Plus, the share of listings that saw price reductions rose to 15% in March, marking only the second time this percentage reached this high in March since 2017, when first began tracking this data.

In addition to price reductions, there’s a pool of homes for sale that clock in way below the median home price to begin with. Affordable homes priced between $200,000 and $350,000 climbed 30.5% compared to March last year, with the most homes found in the South.

“Though affordability conditions have not improved greatly over the last year across the U.S., more affordable inventory has made its way onto the market,” says Jones.

The Inventory Big Picture

For the week ending March 30, new listings fell by 7.8% compared to the previous year’s levels. This ends a 22-week streak of increasing fresh listings, but this might be attributable more to the Easter holiday than an actual change in housing dynamics. 

“This decline is in part due to how the Easter holiday fell this year compared to last year,” explains Jones. “We expect to see this drop correct in next week’s data.” 

Despite this dip in fresh listings, overall inventory increased for the week ending March 30, with for-sale homes 25% above year-ago levels.

“For the 21st straight week, active listings registered above the prior year’s level, which means that today’s home shoppers are able to consider more options for existing homes for sale,” says Jones.

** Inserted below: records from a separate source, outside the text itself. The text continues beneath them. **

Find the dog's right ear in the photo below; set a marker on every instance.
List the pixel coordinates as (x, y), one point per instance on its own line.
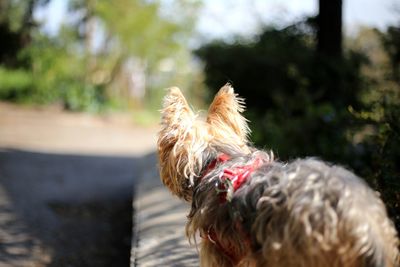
(176, 113)
(175, 151)
(225, 118)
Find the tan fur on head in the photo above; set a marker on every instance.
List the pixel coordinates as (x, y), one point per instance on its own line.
(304, 213)
(225, 119)
(184, 138)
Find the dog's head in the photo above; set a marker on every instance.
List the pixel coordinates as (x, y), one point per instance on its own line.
(186, 141)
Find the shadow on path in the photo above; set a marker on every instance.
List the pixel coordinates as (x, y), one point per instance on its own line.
(66, 210)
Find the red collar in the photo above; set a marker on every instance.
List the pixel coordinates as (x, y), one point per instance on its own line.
(231, 179)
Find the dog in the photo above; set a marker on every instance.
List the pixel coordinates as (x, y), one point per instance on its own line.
(249, 209)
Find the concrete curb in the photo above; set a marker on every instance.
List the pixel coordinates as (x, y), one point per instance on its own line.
(159, 225)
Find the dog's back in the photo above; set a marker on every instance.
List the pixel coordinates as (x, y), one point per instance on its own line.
(308, 213)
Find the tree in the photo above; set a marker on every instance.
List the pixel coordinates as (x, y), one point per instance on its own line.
(329, 33)
(16, 25)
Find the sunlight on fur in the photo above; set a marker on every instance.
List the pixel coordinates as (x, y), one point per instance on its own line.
(251, 210)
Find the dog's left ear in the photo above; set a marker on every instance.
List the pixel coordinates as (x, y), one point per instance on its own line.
(224, 114)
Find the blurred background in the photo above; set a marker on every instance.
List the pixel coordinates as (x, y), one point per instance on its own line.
(320, 78)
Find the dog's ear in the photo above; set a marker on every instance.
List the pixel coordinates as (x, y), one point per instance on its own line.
(176, 113)
(176, 154)
(225, 113)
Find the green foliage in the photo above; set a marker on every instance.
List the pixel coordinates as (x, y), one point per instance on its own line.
(301, 103)
(107, 56)
(14, 84)
(289, 90)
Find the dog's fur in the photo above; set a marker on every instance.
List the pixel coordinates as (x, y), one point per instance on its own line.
(305, 213)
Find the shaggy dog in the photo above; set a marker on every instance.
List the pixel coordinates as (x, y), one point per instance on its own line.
(251, 210)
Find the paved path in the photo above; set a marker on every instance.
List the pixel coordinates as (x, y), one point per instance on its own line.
(159, 238)
(66, 189)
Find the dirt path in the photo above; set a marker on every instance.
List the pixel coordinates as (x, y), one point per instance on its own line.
(66, 185)
(53, 130)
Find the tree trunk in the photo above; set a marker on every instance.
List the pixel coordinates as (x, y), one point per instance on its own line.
(329, 34)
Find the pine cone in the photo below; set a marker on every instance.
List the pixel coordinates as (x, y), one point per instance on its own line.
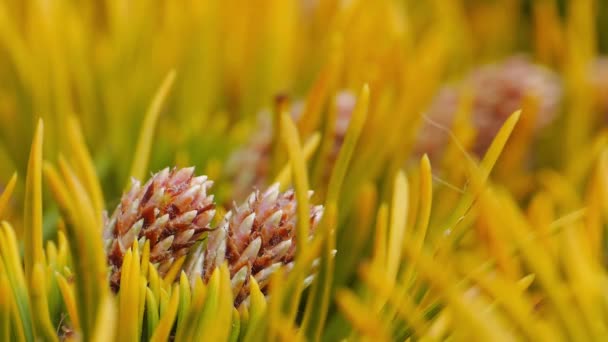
(599, 82)
(498, 90)
(255, 238)
(171, 211)
(249, 166)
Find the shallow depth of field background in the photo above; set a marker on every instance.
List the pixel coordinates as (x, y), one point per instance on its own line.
(525, 251)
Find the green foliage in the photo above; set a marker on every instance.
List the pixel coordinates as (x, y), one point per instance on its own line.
(506, 245)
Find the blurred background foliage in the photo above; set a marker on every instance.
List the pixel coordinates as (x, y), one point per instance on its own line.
(209, 68)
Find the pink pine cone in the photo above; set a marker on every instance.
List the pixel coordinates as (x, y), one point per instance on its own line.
(498, 90)
(171, 211)
(255, 238)
(249, 167)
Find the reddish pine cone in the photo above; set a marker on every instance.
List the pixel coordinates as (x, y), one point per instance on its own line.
(599, 83)
(250, 165)
(498, 90)
(171, 211)
(256, 238)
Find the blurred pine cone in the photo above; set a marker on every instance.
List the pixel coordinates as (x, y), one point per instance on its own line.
(255, 238)
(599, 83)
(249, 167)
(498, 90)
(171, 211)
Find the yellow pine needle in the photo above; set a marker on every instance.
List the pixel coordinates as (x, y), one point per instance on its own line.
(6, 304)
(84, 230)
(146, 135)
(34, 250)
(426, 201)
(348, 147)
(162, 331)
(396, 232)
(297, 160)
(319, 300)
(289, 135)
(518, 306)
(479, 175)
(16, 277)
(257, 311)
(211, 307)
(43, 326)
(105, 325)
(311, 145)
(164, 301)
(128, 310)
(154, 280)
(67, 293)
(145, 259)
(482, 327)
(216, 318)
(199, 296)
(176, 267)
(236, 326)
(83, 163)
(184, 299)
(152, 311)
(398, 297)
(322, 87)
(368, 325)
(7, 193)
(540, 264)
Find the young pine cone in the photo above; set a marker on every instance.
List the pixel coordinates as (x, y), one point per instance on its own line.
(255, 238)
(599, 83)
(498, 90)
(171, 211)
(249, 166)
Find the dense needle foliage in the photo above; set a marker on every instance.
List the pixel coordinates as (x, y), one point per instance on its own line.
(303, 170)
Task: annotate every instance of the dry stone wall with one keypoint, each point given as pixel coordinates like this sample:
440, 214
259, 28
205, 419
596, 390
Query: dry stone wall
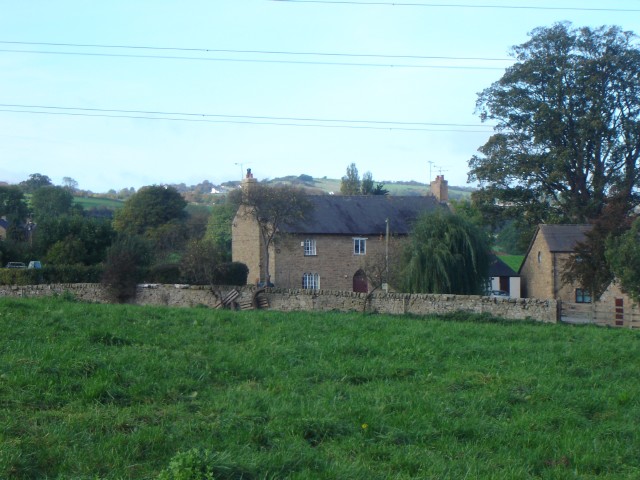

The caveat for the last few years still holds true: The total number of homes for sale is down 37.9% compared to typical levels seen in 2017-2019.

Buyers Are Snapping Up Limited Inventory

Another streak was broken for the week ending March 30.

For the first time in six months, instead of selling faster, homes spent the same amount of time on the market as the year prior. (In March, homes spent a median of 50 days on the market.)

The data doesn’t necessarily mean homebuyers don’t have to make timely offers when they see a home that fits their budget and wants list.

“While inventory has grown notably compared to last year, homes are still selling relatively quickly, likely because inventory levels are still significantly lower than pre-pandemic times,” says Jones. “More home options mean more buyers are finding what they are looking for amid scarce inventory, so homes continue to move relatively quickly.”